A large-scale ransomware campaign compromised various organizations by exploiting publicly available environment variable (.env) files containing credentials related to cloud and social networking applications.
“Several security errors were made during this campaign, including the following: exposing environment variables, using long-lived credentials, and not having a least-privilege architecture,” Palo Alto Networks Division 42. said in a report on Thursday.
The company is notable for installing its attack infrastructure in infected organizations’ Amazon Web Services (AWS) environments and using them as a launch pad to scan more than 230 million unique targets for sensitive data.
Of the 110,000 domains targeted, the malicious activity is said to have resulted in more than 90,000 unique variables in .env files, of which 7,000 belonged to organizations’ cloud services and 1,500 variables associated with social media accounts.
“The campaign involved attackers successfully ransoming data hosted on cloud storage containers,” said Unit 42. “The event did not involve attackers encrypting data prior to ransom, but rather they stole data and placed a ransom note in a compromised cloud storage container storage”.
The most striking aspect of the attacks is that they do not rely on security vulnerabilities or misconfigurations in cloud provider services, but rather result from the accidental disclosure of .env files in unprotected web applications to gain initial access.

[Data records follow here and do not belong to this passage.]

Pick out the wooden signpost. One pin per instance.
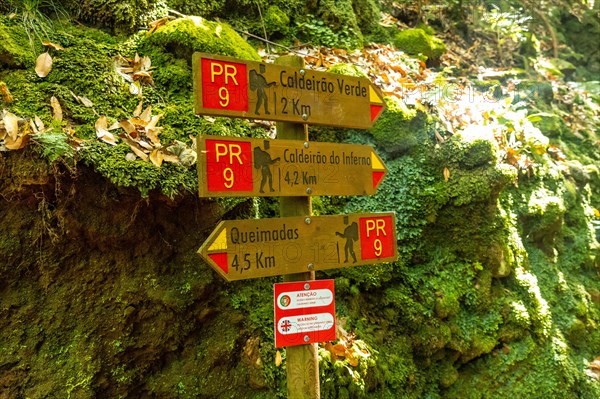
(262, 167)
(291, 167)
(231, 87)
(244, 249)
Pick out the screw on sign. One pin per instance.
(243, 249)
(264, 167)
(231, 87)
(304, 312)
(225, 85)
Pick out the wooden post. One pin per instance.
(302, 360)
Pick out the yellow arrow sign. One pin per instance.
(230, 167)
(225, 86)
(243, 249)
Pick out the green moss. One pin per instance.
(184, 36)
(276, 21)
(15, 49)
(417, 41)
(120, 15)
(395, 129)
(170, 179)
(347, 69)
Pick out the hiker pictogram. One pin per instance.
(350, 234)
(263, 161)
(259, 84)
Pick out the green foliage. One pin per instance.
(395, 129)
(417, 41)
(185, 36)
(277, 23)
(54, 146)
(123, 16)
(347, 69)
(110, 162)
(318, 32)
(15, 50)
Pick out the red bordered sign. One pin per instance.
(304, 312)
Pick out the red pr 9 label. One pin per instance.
(224, 85)
(228, 165)
(376, 237)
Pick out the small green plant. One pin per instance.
(315, 31)
(54, 146)
(36, 23)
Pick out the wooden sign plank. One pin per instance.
(231, 167)
(225, 86)
(244, 249)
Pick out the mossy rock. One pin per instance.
(417, 41)
(276, 22)
(347, 69)
(15, 49)
(396, 128)
(124, 16)
(185, 36)
(551, 125)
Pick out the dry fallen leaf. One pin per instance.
(6, 95)
(52, 45)
(43, 65)
(138, 109)
(127, 126)
(38, 126)
(156, 157)
(17, 144)
(56, 109)
(11, 124)
(102, 131)
(154, 25)
(147, 114)
(446, 174)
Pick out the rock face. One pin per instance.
(495, 293)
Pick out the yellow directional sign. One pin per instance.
(230, 167)
(243, 249)
(231, 87)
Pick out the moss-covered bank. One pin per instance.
(496, 292)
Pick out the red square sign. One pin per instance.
(304, 312)
(377, 237)
(228, 165)
(224, 85)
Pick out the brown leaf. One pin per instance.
(17, 144)
(339, 350)
(278, 359)
(52, 45)
(11, 124)
(147, 114)
(127, 126)
(168, 157)
(101, 124)
(156, 157)
(138, 122)
(352, 360)
(86, 102)
(154, 25)
(43, 65)
(135, 148)
(446, 174)
(138, 109)
(6, 95)
(56, 109)
(153, 136)
(38, 124)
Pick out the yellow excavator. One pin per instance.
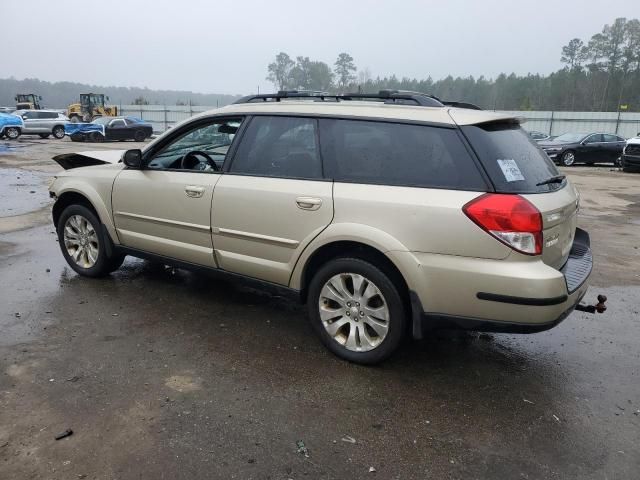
(91, 106)
(28, 101)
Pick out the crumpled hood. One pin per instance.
(87, 159)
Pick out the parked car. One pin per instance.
(43, 122)
(385, 220)
(589, 148)
(631, 154)
(110, 128)
(10, 126)
(539, 136)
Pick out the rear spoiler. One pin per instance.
(88, 159)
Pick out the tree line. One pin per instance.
(62, 94)
(600, 74)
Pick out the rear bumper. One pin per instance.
(498, 295)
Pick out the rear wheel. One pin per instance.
(12, 133)
(139, 136)
(58, 132)
(568, 158)
(356, 310)
(83, 243)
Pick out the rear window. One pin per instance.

A successful cloud breach paves the way for extensive discovery and reconnaissance steps to expand their base, with threat actors using AWS Identity and Access Management (IAM) access keys to create new roles and elevate their privileges.
The new IAM role with administrative permissions is then used to create new AWS Lambda functions to initiate an automated crawl operation across the internet containing millions of domains and IP addresses.
“The script obtained a list of potential targets from a publicly available third-party S3 package used by the threat,” said Unit 42 researchers Margaret Zimmerman, Sean Johnston, William Gamazo and Nathaniel Quist.
“The list of potential targets that the malicious lambda function was traversing contained an entry for victim domains. For each domain in the list, the code performed a cURL request directed at any environment variable files opened in that domain (for example, https://
When the target domain hosts an open environment file, the plaintext credentials contained in the file are extracted and stored in a newly created folder in another AWS S3 public bucket controlled by the threat actor. The bucket has since been removed by AWS.
The attack campaign was found to specifically highlight instances where .env files contained Mailgun credentials, indicating an adversary’s attempt to use them to send phishing emails from legitimate domains and bypass security measures.
The infection chain ends with the threat actor stealing and deleting sensitive data from the victim’s S3 container and uploading a ransom note urging them to contact and pay a ransom to avoid selling the information on the dark web.
The financial motive behind the attack is also evident in the threat actor’s failed attempts to create new Elastic Cloud Compute (EC2) resources for illegal cryptocurrency mining.
It’s currently unclear who is behind the campaign, partly due to the use of VPNs and the TOR network to hide their true origins, although Unit 42 said it discovered two IP addresses that were geolocated to Ukraine and Morocco as part of a lambda function . and S3 exfiltration activity, respectively.
“The attackers behind this campaign likely used extensive automation techniques to operate successfully and quickly,” the researchers said. “This indicates that these groups of threat actors are skilled and knowledgeable in advanced cloud architecture processes and techniques.”